Your comment would be more useful if you gave us that reason.

"Filesystem as the API" in this case looks more like "convention over configuration" (which has worked fine for other frameworks like Rails), it doesn't actually seem to be using the filesystem as the only storage backend.

Don't really agree - what they're doing is very different compared to what, for example Ember does (which they call 'convention over configuration').

Next's routing is much more similar to Jekyll's which quite literally is based on your filesystem file-organisation.

Ah, I see what you're saying. I didn't consider deeper/complex routes with parameters.

This scheme seems to force route parameters into query parameters. Disadvantage: It's not RESTful. Advantage: Your route parameters are now named query parameters. You only handle one dict of parameters...

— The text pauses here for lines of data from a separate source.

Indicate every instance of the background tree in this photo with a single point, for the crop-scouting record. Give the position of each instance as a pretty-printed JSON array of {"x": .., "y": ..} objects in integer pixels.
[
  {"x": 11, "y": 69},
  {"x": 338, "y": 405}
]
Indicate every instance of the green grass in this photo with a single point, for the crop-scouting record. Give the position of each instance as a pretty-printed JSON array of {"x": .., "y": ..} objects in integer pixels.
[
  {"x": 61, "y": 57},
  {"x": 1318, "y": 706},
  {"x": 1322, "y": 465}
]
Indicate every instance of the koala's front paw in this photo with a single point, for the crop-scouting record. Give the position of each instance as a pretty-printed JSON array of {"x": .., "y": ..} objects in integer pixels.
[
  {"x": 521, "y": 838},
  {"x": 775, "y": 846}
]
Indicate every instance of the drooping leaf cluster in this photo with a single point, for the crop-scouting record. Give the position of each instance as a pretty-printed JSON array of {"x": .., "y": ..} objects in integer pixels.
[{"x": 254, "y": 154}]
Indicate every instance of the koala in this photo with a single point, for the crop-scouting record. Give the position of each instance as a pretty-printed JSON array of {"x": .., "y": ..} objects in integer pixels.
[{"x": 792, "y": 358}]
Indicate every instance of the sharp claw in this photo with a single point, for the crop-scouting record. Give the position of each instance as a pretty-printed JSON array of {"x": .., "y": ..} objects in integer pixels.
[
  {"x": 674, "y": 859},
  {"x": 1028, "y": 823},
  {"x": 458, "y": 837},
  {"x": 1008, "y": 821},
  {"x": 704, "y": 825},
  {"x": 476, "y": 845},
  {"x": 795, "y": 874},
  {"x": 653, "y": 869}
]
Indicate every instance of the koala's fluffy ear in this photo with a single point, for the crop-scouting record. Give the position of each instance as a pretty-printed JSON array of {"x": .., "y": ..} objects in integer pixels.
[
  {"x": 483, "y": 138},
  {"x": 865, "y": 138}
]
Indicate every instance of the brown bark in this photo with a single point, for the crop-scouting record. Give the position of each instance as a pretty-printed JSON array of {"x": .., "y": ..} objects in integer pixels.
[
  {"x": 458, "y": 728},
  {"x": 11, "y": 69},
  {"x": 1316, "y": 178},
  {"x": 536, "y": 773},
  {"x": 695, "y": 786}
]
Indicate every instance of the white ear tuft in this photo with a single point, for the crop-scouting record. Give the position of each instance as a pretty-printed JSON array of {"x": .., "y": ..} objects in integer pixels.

I'm not sure how I feel about this.

It's really not:

- You can't have beautiful URLs

- you can't regroup small related routes in one file

- you can't remap you urls without changing your project structure

- changing your project structure means changing your urls

- now you have part of your url definition in the file structure and part of it in your code logic

- of course it's harder to do anything using virtual routes: load balancing, aliasas and redirections, generating urls on the fly, etc

When was that, and why did we stop?
PHP + Apache. And we stopped because it's hard to make it evolve and maintain.